Negative reinforcement is a concept that is part of the theory of operant conditioning, a theory developed by psychologist B.F. Skinner. Negative reinforcement, positive reinforcement, punishment, and extinction are the four methods by which behavior is affected in this theory. Although many people associate this type of reinforcement with punishment, this is simply not true. Instead, this kind of conditioning serves to encourage a certain positive behavior by taking away a negative stimulus.
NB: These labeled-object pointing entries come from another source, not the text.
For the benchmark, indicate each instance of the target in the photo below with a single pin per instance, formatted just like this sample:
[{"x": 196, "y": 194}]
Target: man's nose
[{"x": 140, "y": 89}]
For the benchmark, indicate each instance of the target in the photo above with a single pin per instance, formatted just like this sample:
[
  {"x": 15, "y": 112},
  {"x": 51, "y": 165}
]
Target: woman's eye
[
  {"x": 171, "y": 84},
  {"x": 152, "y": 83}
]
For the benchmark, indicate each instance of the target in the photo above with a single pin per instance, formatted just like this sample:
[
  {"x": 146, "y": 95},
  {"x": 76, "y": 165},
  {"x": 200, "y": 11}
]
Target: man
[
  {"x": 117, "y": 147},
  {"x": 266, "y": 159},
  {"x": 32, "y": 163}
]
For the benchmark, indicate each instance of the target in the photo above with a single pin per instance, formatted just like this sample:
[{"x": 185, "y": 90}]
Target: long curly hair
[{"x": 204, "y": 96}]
This concept is best illustrated with an example; A common one is a rat in a cage. When the rat is placed in the cage, it may receive a small electric shock, but if the rat presses a small lever, the electric shock stops. The electric shock is the negative stimulus, and when the lever is repeatedly pressed, the negative stimulus is removed. The rat quickly learns, through negative reinforcement, to press the lever and stop the shocks. It is not punishment; instead, it is an example of the removal of a negative stimulus leading to a desired behavior.
This may also occur if someone regularly gets stuck in traffic when going to work, for example. The traffic is the negative stimulus. If this hypothetical person learns that leaving for work earlier prevents getting stuck in traffic, and repeats this pattern with positive results, this is an example of negative reinforcement. This type of conditioning may be used in a number of situations, including in the home, in the classroom, or when training animals, among others.
Conversely, positive reinforcement is a similar concept but features the addition of a desired item rather than the removal of the negative stimulus. For instance, if a child completes all his homework, he might receive a sticker. The sticker is the example of positive reinforcement, because something is added rather than taken away, as in negative reinforcement.
Remember, punishment is not a type of negative reinforcement. Using the homework example again, if a child does not do his homework, he might be punished by staying inside for recess or by missing a class trip. The child will then associate the punishment with the action of not doing his homework, and will theoretically begin to do the homework to avoid punishment. Using these types of operant conditioning may help to affect behavior for the better; generally, it is believed that positive reinforcement is the most effective technique, but the negative variety of reinforcement can also be very effective in some situations, or with some personalities.